Lo único claro de suponer es que ocurra lo que ocurra, el tema no se resolverá en primera instancia y tendremos jaleo judicial hasta el final: Comisión de Licencias y TAS. Y, eso sí, muchos euros para los mejores despachos de abogados. Esos son los únicos con el éxito garantizado.

Lo más gracioso -tristemente gracioso- no es que reglamento UCI y normas oficiales de inscripción digan argumentos diferentes. Lo más curioso es que el reglamento de la Web de la UCI sigue hablando de 18 equipos WorldTeam. No han perdido el tiempo ni en cambiarlo. Y eso nos lleva a proponer la única solución viable en estos momentos.

2. APLICAR LA LÓGICA

La UCI necesita resolver el nudo gordiano ante el que se encuentra. Si aplica el reglamento en un sentido o en otro, está poniendo en riesgo de desaparición a proyectos de más de 10 millones de euros, con una buena política deportiva y con solvencia económica más que acreditada. La inversión de marcas como Dimension Data, Cervélo, Bora, Specialized, Bahrein, Merida… no puede estar en el aire hasta que a finales de diciembre el TAS resuelva el caso dejando a uno de ellos en la cuneta. La lógica es que la UCI debe recuperar los 18 equipos WorldTeam, al menos durante un año. Y marcar desde YA mismo unas normas claras para ascenso y descenso en 2018, con luces y taquígrafos.

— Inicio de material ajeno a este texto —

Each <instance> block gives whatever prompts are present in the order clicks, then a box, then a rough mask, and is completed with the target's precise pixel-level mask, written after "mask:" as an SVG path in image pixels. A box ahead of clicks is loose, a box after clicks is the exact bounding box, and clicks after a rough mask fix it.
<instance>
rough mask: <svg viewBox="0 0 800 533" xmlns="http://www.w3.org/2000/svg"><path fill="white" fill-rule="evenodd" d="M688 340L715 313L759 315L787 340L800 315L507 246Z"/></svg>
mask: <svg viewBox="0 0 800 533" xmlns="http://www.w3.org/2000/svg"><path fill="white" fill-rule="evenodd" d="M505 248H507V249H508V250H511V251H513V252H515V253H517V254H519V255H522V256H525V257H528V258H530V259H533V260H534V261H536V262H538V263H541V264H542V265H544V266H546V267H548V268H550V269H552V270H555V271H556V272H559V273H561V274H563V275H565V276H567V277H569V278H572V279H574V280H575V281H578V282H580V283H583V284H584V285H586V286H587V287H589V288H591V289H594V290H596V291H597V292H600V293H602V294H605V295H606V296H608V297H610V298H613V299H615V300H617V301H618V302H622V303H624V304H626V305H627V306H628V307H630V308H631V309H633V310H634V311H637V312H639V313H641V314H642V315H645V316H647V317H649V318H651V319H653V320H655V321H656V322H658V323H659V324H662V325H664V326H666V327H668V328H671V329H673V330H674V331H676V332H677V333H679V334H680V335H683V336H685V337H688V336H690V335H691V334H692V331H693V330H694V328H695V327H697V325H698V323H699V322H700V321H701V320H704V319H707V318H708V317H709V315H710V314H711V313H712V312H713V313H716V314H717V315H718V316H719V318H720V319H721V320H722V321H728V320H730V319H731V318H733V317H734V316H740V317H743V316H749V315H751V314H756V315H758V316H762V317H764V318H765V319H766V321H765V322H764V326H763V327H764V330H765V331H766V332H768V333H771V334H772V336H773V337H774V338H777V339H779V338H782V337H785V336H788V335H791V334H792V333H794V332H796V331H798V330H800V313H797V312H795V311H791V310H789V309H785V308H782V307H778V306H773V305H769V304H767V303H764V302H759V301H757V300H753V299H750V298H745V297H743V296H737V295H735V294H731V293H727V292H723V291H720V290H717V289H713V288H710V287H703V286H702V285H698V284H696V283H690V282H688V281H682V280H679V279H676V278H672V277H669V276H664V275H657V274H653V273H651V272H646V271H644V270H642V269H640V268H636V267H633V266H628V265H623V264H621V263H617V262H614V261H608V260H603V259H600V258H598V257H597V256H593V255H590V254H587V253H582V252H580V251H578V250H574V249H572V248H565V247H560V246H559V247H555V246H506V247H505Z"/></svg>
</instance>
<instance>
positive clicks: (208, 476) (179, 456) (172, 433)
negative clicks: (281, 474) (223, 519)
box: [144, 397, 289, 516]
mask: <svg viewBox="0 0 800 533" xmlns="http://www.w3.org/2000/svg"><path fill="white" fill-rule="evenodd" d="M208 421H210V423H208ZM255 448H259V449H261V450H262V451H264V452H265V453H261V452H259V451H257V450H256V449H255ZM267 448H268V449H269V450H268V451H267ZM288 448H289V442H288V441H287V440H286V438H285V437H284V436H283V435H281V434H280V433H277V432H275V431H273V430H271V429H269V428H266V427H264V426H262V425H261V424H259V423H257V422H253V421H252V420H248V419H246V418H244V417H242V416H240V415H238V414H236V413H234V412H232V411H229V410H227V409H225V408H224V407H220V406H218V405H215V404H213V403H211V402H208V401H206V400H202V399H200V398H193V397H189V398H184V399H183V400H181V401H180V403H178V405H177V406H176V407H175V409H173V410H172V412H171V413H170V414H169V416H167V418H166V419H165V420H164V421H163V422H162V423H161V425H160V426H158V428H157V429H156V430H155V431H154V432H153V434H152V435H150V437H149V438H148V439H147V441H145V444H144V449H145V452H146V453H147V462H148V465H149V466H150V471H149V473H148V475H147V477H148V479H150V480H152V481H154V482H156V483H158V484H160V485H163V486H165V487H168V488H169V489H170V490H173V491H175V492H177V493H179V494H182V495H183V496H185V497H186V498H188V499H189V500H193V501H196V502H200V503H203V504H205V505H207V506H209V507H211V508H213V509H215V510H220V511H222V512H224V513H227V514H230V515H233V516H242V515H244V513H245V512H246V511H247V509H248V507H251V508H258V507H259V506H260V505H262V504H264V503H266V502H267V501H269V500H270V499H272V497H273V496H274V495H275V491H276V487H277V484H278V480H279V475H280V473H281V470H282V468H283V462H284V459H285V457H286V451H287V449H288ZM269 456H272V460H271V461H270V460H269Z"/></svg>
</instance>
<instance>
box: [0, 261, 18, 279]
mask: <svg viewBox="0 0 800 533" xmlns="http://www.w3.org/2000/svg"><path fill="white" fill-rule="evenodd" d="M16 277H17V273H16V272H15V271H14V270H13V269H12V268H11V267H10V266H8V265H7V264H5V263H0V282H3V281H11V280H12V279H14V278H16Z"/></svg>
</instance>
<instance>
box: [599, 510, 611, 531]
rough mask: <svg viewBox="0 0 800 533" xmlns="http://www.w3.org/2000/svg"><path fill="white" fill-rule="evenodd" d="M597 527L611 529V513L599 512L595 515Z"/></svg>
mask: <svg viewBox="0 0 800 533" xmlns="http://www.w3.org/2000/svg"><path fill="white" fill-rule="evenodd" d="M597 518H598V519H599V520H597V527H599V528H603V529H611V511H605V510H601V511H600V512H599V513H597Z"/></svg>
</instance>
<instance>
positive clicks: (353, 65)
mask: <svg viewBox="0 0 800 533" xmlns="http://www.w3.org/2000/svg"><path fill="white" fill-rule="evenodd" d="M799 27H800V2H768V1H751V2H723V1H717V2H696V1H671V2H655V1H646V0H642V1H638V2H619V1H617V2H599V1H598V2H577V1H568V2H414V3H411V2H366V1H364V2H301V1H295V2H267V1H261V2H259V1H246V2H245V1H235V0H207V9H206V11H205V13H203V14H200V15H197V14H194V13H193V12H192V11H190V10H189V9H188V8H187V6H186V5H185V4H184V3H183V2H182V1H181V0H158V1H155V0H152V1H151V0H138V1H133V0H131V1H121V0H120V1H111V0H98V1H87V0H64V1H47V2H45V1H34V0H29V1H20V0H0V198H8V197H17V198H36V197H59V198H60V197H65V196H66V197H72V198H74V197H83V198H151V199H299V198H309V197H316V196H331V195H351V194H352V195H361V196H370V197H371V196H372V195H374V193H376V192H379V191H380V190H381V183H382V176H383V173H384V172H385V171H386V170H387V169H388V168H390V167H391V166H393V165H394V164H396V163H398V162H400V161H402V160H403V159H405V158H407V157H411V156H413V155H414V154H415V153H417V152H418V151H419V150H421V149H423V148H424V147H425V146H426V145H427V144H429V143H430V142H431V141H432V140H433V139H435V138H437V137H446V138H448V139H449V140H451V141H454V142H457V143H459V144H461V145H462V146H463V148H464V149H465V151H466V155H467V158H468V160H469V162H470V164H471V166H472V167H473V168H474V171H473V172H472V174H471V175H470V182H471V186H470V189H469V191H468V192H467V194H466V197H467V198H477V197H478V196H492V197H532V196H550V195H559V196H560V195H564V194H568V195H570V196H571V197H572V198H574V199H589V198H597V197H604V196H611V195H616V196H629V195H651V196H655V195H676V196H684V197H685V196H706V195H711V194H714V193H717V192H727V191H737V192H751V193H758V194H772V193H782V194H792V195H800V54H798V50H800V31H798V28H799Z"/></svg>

El reglamento no puede superar el sentido común. Alejandro Magno fue el único capaz de comprender que la mejor manera de deshacer el nudo gordiano era cortando la cuerda. Y eso mismo debe hacer la UCI: ante el problema de tener reglamentos en el aire, con redacciones interpretables, con 18 estructuras fuertes llamando a la puerta con grandes jefes de filas (y ejércitos de abogados detrás)… la solución más sencilla es la mejor: WorldTeam de 18 equipos para 2017. ¡Y a correr! Ganarán los ciclistas, los organizadores y los aficionados. Es posible que el Tour de Francia no quiera 18 equipos. Pero todos debemos pensar lo mismo: los mejores equipos en las mejores carreras. Y dejar fuera de las grandes carreras a ciclistas como Mark Cavendish (Dimension Data), Peter Sagan (Bora) o Vincenzo Nibali (Bahrein) no tiene sentido alguno.